Если бы не едва уловимое чувство, плещущееся на краю сознания, он бы давно выскочил из этого зала, наполненного впивающимися в душу звуками. Но они не отпускали. Как болезненное удовольствие...

И звук вдруг затихает. Медленно, как последнее дыхание, сорвавшееся с губ умирающего. Исчезает, оставляя после себя горькое послевкусие. Некую неудовлетворенность, незаконченность...

Микрофон очень чувствительный, и Крис слышит тяжелое дыхание, срывающееся с тонких приоткрытых губ. И даже аплодисменты не заглушают этот прерывающийся, хрипловатый звук.

Том молчит. Не улыбается, не кланяется...
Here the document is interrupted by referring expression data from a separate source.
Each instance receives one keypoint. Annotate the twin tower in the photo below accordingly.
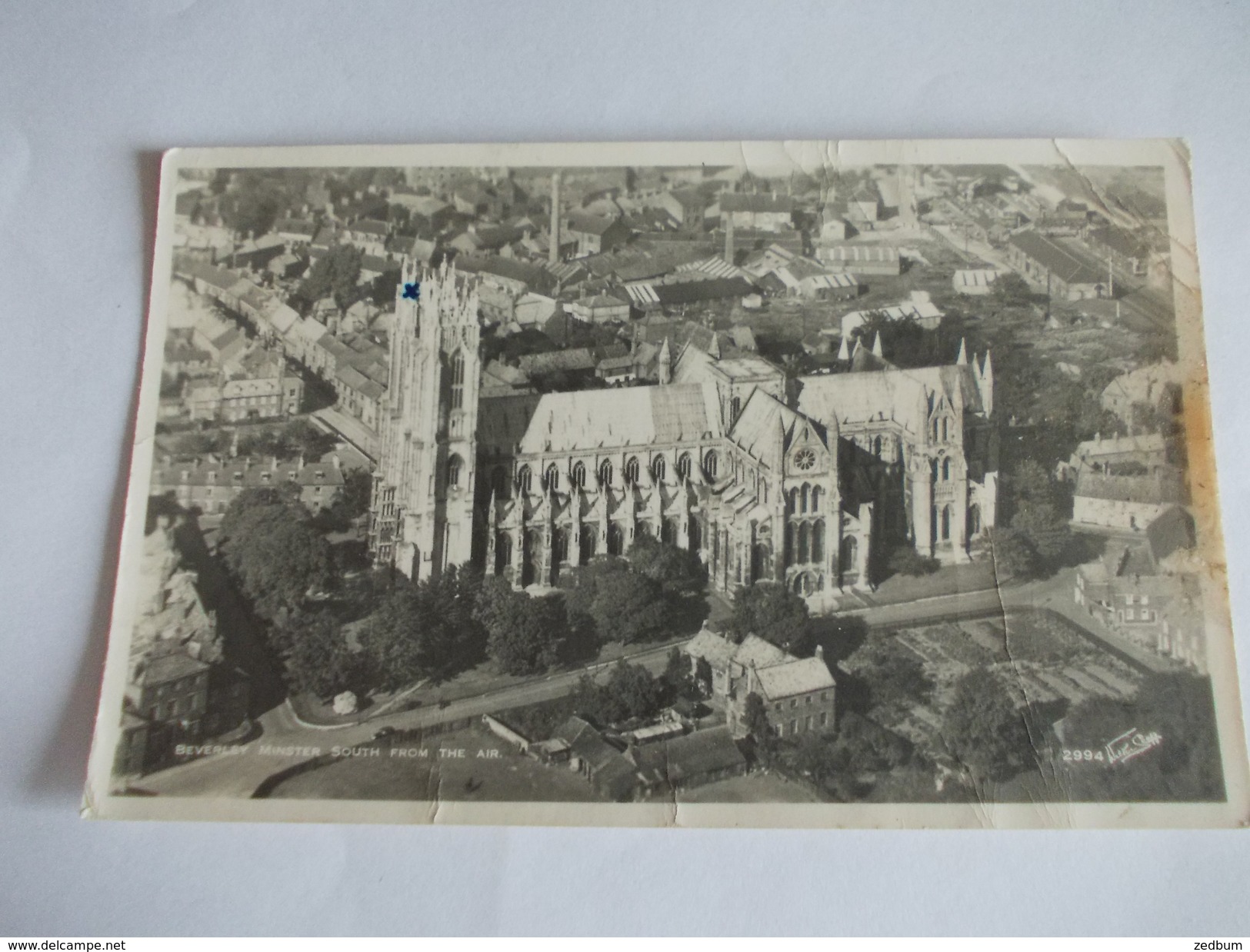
(423, 499)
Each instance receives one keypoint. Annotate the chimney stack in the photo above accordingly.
(554, 250)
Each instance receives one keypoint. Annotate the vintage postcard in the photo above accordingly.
(708, 484)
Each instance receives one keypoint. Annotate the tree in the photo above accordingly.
(319, 660)
(334, 274)
(755, 722)
(1013, 554)
(814, 756)
(353, 498)
(984, 730)
(524, 635)
(425, 631)
(1010, 290)
(630, 692)
(1044, 529)
(273, 550)
(679, 571)
(894, 675)
(620, 604)
(772, 611)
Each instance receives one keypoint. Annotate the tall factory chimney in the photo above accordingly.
(554, 250)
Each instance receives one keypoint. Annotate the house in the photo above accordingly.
(595, 234)
(1156, 388)
(1126, 502)
(976, 281)
(608, 768)
(179, 687)
(599, 309)
(919, 308)
(1140, 590)
(860, 259)
(369, 235)
(295, 231)
(209, 485)
(1059, 270)
(798, 694)
(688, 206)
(758, 213)
(689, 761)
(260, 399)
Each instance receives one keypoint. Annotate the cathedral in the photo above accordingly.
(809, 481)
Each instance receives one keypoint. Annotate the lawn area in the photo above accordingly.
(948, 580)
(488, 771)
(756, 787)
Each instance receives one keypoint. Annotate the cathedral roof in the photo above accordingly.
(762, 420)
(902, 395)
(634, 416)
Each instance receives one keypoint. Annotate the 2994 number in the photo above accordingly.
(1080, 756)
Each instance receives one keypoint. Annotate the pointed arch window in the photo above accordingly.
(458, 380)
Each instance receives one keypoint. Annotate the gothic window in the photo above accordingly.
(684, 466)
(458, 380)
(499, 481)
(503, 551)
(849, 554)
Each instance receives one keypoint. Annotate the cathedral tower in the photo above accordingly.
(423, 490)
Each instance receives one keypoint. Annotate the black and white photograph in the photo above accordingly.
(793, 484)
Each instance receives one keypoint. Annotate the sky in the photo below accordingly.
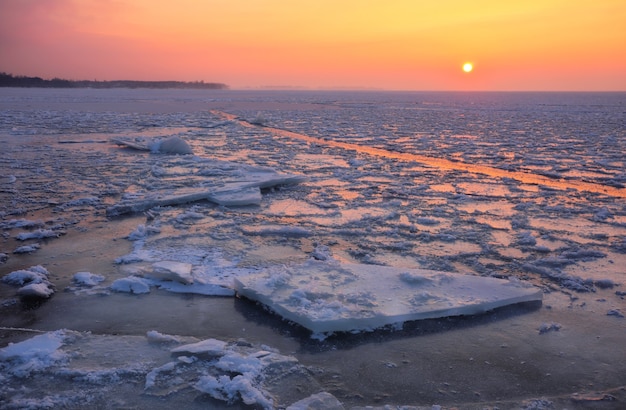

А потом вдруг вскидывает флейту и начинает играть.

И Хемсворт вцепляется в подлокотники кресла, чувствуя, как липкий ужас захлестывает с головой.

Совсем как тогда, в номере отеля... Но теперь этот кошмар не прервать. Не остановить. Крис буквально чувствует, как в груди с каждым звуком что-то обрывается. И беспомощно закрывает глаза, пытаясь хоть как-то отгородиться от чужой боли...

А потом ощущение вдруг сменяется.

Словно сознание переключилось на другую волну. И Крис, широко раскрывая глаза, подается вперед, вглядываясь в лицо англичанина.

Том смотрел прямо на него. Словно что-то хотел сказать этим напряженным холодным взглядом. Что-то... очень важное. То, что нельзя передать словами. Потому что они будут лишь бледным отголоском тех ощущений...

Из носа у музыканта тонкой струйкой стекает кровь, пачкая губы...

Мелодия заканчивается на глухой низкой ноте, заставившей Криса вздрогнуть и сжать зубы от внезапной дрожи, прокатившейся по всему телу. Будто этот тихий звук проник в самое сердце...

А Том опускает флейту, касается пальцами губ и, как ни в чем не бывало, достает платок, чтобы вытереть кровь. И широко улыбается в ответ на аплодисменты, буквально разорвавшие тишину.